As we can see, the function searches the possible solution space to estimate the best parameters. In this case we would have an ARIMA(0,0,1)ARIMA(0, 0, 1). The model returned by this function is fully usable, like any other we have seen, and its summary() function returns statistical and performance information that is of great value:

In [12]:
model.summary()
Out[12]:
SARIMAX Results
Dep. Variable:yNo.
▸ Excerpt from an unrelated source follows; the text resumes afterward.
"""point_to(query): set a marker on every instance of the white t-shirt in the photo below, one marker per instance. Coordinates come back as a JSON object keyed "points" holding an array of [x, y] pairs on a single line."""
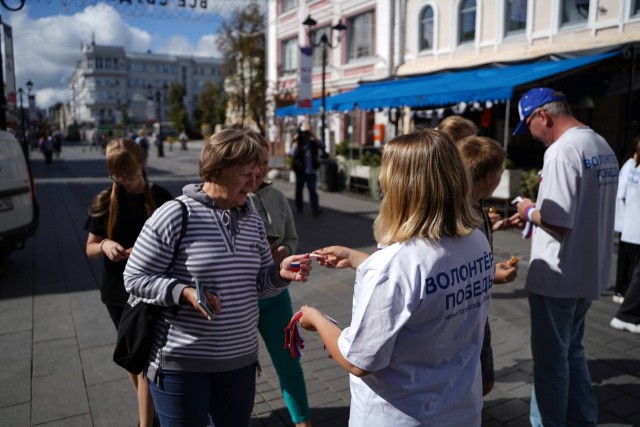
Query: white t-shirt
{"points": [[631, 222], [577, 191], [418, 318], [622, 182]]}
Observations:143
Model:SARIMAX(0, 0, 1)x(2, 1, [], 12)Log Likelihood-505.589
Date:Thu, 03 Aug 2023AIC1019.179
Time:16:30:12BIC1030.680
Sample:02-01-1949HQIC1023.852
- 12-01-1960
Covariance Type:opg
coefstd errzP>|z|[0.0250.975]
ma.L1-0.36340.074-4.9450.000-0.508-0.219
ar.S.L12-0.12390.090-1.3710.170-0.3010.053
ar.S.L240.19110.1071.7830.075-0.0190.401
sigma2130.448015.5278.4020.000100.016160.880
Ljung-Box (L1) (Q):0.01Jarque-Bera (JB):4.59
Prob(Q):0.92Prob(JB):0.10
Heteroskedasticity (H):2.70Skew:0.15
Prob(H) (two-sided):0.00Kurtosis:3.87


Warnings:
[1] Covariance matrix calculated using the outer product of gradients (complex-step).

Step 3: Model prediction

Once the model has been trained, it can be used to predict into the future (we will predict the next 10 months)

In [13]:
forecast = model.predict(10)
forecast
Out[13]:
1961-01-01    19.346932
1961-02-01   -24.244912
1961-03-01    36.280007
1961-04-01    36.323602
1961-05-01    14.329657
1961-06-01    57.816446
1961-07-01    89.458676
1961-08-01   -13.228998
1961-09-01   -96.797005
1961-10-01   -50.216336
Freq: MS, dtype: float64
In [14]:
import matplotlib.pyplot as plt

fig, axis = plt.subplots(figsize = (10, 5))

sns.lineplot(data = ts_stationary)
sns.lineplot(data = forecast, c = "green")

plt.tight_layout()

plt.show()

Our model is now able to make forward predictions on our stationary series.